Jerel Myers

Profile
- Position: Wide receiver

Personal information
- Born: July 18, 1981 (age 45) Houston, Texas, U.S.
- Listed height: 5 ft 11 in (1.80 m)
- Listed weight: 175 lb (79 kg)

Career information
- High school: Madison (TX)
- College: LSU
- NFL draft: 2003: undrafted

Career history
- Buffalo Bills (2003–2004)*; Washington Redskins (2005)*; BC Lions (2005); New Orleans VooDoo (2005)*; Kansas City Brigade (2006–2008); BC Lions (2009)*; Oklahoma City Yard Dawgz (2010);
- * Offseason or practice squad member only

Career CFL statistics
- Receptions: 36
- Yards: 473
- Touchdowns: 2
- Stats at CFL.ca (archived)

Career AFL statistics
- Receptions: 386
- Yards: 4,066
- Touchdowns: 59
- Kick return yards: 2,052
- Kick return touchdowns: 2
- Stats at ArenaFan.com

= Jerel Myers =

American football player (born 1981)

Erasmus Jerel Myers (born July 18, 1981) is an American former professional football wide receiver.
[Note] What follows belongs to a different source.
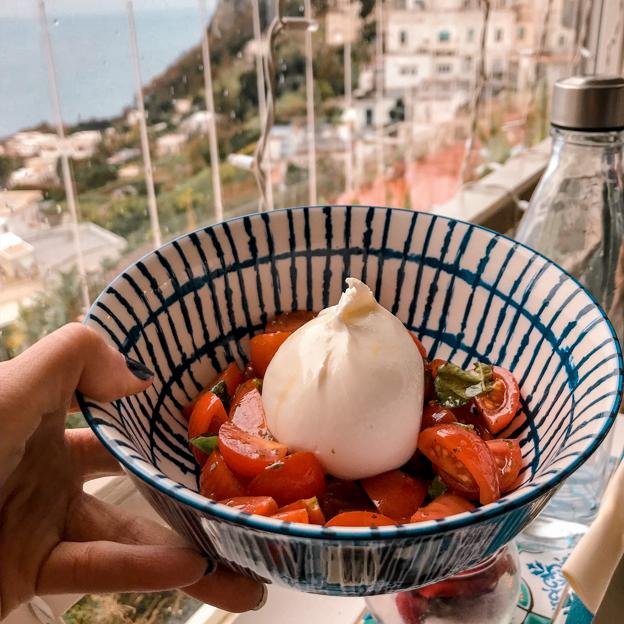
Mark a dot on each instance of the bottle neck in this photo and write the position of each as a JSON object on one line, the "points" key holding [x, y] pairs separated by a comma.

He was signed as an undrafted free agent by the Buffalo Bills in 2003. He played college football for the LSU Tigers.

Myers was also a member of the Washington Redskins, New Orleans VooDoo, Kansas City Brigade, BC Lions, and Oklahoma City Yard Dawgz.

He is now a physical education teacher at Stafford Municipal School District in Stafford, Texas.